The landscape in front of him, beyond the quarry, had a hectic look. Cars passing on the A6 chased each other viciously, the sound of their passage an angry, waspish buzz. Sheep, grazing in the long sweep of fields that climbed up the side of Combs Moss to the rough crest of crags called Black Edge and Hob Tor, looked like fat, lazy maggots browsing on a green corpse. The hurtling clouds cast swooping shadows, like dark searchlights, across the pastures. He felt that he had slipped into another reality, similar to, but alarmingly unlike, the one he had previously inhabited.

Disgusted with the increasingly morbid turns his mind was taking, he got to his feet and looked back the way he had come. In spite of the indications of activity suggested by the various, continual mechanical noises, he had seen nobody since he had left the two men in the porta-cabin. Now his eye caught the movement of five long-shadowed shapes moving slowly towards him across an area strewn with household waste. The figures stooped from time to time to lift objects from the ground, and stood still, heads down, as though inspecting their finds. Then, they would either drop whatever they had discovered, or walk over to one of their number who was awkwardly hauling a little cart of some kind, and carefully place their discoveries inside it. Their movements were even-paced, and languid to the point of listlessness.

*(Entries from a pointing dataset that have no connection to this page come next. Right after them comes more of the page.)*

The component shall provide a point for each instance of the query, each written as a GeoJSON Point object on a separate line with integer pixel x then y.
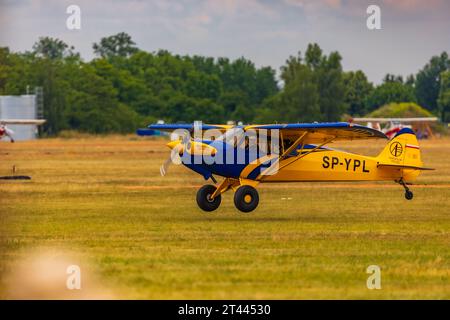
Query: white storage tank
{"type": "Point", "coordinates": [20, 107]}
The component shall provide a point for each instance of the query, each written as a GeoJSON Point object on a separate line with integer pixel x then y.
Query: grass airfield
{"type": "Point", "coordinates": [101, 202]}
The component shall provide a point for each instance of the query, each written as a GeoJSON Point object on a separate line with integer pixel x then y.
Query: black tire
{"type": "Point", "coordinates": [246, 198]}
{"type": "Point", "coordinates": [408, 195]}
{"type": "Point", "coordinates": [203, 198]}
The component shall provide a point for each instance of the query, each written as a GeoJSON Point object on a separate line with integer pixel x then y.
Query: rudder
{"type": "Point", "coordinates": [402, 150]}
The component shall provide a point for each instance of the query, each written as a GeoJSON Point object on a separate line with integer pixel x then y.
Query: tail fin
{"type": "Point", "coordinates": [402, 151]}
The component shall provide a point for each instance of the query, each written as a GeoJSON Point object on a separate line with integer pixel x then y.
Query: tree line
{"type": "Point", "coordinates": [124, 87]}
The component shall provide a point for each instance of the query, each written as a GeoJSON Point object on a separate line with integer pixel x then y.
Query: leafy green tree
{"type": "Point", "coordinates": [51, 48]}
{"type": "Point", "coordinates": [392, 91]}
{"type": "Point", "coordinates": [120, 45]}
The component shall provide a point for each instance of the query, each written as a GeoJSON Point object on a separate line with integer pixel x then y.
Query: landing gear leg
{"type": "Point", "coordinates": [408, 193]}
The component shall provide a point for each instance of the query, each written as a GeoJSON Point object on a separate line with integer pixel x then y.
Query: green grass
{"type": "Point", "coordinates": [144, 237]}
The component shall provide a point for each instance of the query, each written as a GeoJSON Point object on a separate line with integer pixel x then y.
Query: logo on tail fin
{"type": "Point", "coordinates": [396, 149]}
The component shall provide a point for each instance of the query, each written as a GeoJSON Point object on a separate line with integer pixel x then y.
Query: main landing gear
{"type": "Point", "coordinates": [408, 193]}
{"type": "Point", "coordinates": [246, 197]}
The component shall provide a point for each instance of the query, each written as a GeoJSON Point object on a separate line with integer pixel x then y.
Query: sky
{"type": "Point", "coordinates": [264, 31]}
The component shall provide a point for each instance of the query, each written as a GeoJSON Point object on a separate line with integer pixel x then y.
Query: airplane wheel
{"type": "Point", "coordinates": [204, 198]}
{"type": "Point", "coordinates": [246, 198]}
{"type": "Point", "coordinates": [408, 195]}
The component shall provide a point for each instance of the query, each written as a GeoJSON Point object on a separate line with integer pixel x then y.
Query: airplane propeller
{"type": "Point", "coordinates": [178, 148]}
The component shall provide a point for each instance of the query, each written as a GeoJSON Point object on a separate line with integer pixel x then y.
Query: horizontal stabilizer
{"type": "Point", "coordinates": [403, 167]}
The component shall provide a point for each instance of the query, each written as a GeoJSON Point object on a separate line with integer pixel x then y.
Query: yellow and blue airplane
{"type": "Point", "coordinates": [302, 156]}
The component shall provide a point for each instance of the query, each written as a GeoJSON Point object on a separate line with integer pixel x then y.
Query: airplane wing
{"type": "Point", "coordinates": [22, 121]}
{"type": "Point", "coordinates": [169, 127]}
{"type": "Point", "coordinates": [323, 132]}
{"type": "Point", "coordinates": [402, 120]}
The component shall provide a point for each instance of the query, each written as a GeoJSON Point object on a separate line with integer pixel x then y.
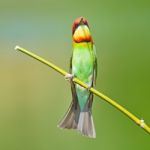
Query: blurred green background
{"type": "Point", "coordinates": [33, 97]}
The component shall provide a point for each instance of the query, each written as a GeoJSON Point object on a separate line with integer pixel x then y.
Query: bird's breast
{"type": "Point", "coordinates": [82, 64]}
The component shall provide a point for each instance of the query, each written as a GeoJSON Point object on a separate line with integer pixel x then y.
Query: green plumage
{"type": "Point", "coordinates": [83, 64]}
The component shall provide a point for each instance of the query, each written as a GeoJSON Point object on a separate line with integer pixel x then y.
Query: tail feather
{"type": "Point", "coordinates": [82, 121]}
{"type": "Point", "coordinates": [86, 124]}
{"type": "Point", "coordinates": [70, 120]}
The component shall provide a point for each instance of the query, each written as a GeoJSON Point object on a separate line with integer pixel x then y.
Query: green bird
{"type": "Point", "coordinates": [83, 65]}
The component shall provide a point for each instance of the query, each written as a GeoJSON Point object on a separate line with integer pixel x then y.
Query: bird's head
{"type": "Point", "coordinates": [80, 31]}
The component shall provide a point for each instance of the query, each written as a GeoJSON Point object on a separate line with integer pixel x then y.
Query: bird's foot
{"type": "Point", "coordinates": [69, 77]}
{"type": "Point", "coordinates": [89, 87]}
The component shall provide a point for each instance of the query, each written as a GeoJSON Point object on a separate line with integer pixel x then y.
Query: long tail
{"type": "Point", "coordinates": [86, 124]}
{"type": "Point", "coordinates": [70, 120]}
{"type": "Point", "coordinates": [82, 121]}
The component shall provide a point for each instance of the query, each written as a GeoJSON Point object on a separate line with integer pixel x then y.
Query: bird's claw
{"type": "Point", "coordinates": [69, 77]}
{"type": "Point", "coordinates": [89, 87]}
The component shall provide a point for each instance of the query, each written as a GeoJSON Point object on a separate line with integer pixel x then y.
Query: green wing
{"type": "Point", "coordinates": [95, 66]}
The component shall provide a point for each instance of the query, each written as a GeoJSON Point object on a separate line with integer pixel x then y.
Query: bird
{"type": "Point", "coordinates": [83, 66]}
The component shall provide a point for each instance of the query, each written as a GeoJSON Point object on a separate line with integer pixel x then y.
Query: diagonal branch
{"type": "Point", "coordinates": [138, 121]}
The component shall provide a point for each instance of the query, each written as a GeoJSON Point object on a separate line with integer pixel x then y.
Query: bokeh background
{"type": "Point", "coordinates": [33, 97]}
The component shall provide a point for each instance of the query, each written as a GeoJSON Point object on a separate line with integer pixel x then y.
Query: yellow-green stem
{"type": "Point", "coordinates": [138, 121]}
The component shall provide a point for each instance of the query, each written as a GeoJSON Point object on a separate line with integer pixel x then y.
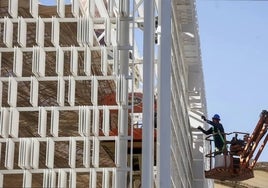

With the low sun behind them, it was impossible to make out details of their features. He thought that two of them, including the smallest, who was tugging the cart in some sort of harness, were female. He got the impression they were dressed rather quaintly. As they got nearer, he could hear their voices, quiet and even-toned, like people at prayer. Presumably, they were discussing the treasures they were finding. They gave no indication that they were aware Maurice was there until the tip of the hugely extended shadow of the most forward of them touched his feet. Then that figure stopped, raised his right hand to his shoulder, and the others behind him ceased all movement, as though they had become unplugged from their energy source. The man at the front raised his hand even higher, with his index finger close to his brow, and tapped a battered cap lodged above his ear, in an antiquated gesture of respect.

Maurice, embarrassed and irritated by the subservient gesture, which he automatically assumed was one of mock humility, found himself lost for a suitable response. He said, “Hello there!” in the tone he would use to greet one of his colleagues, met by chance on the streets of Manchester.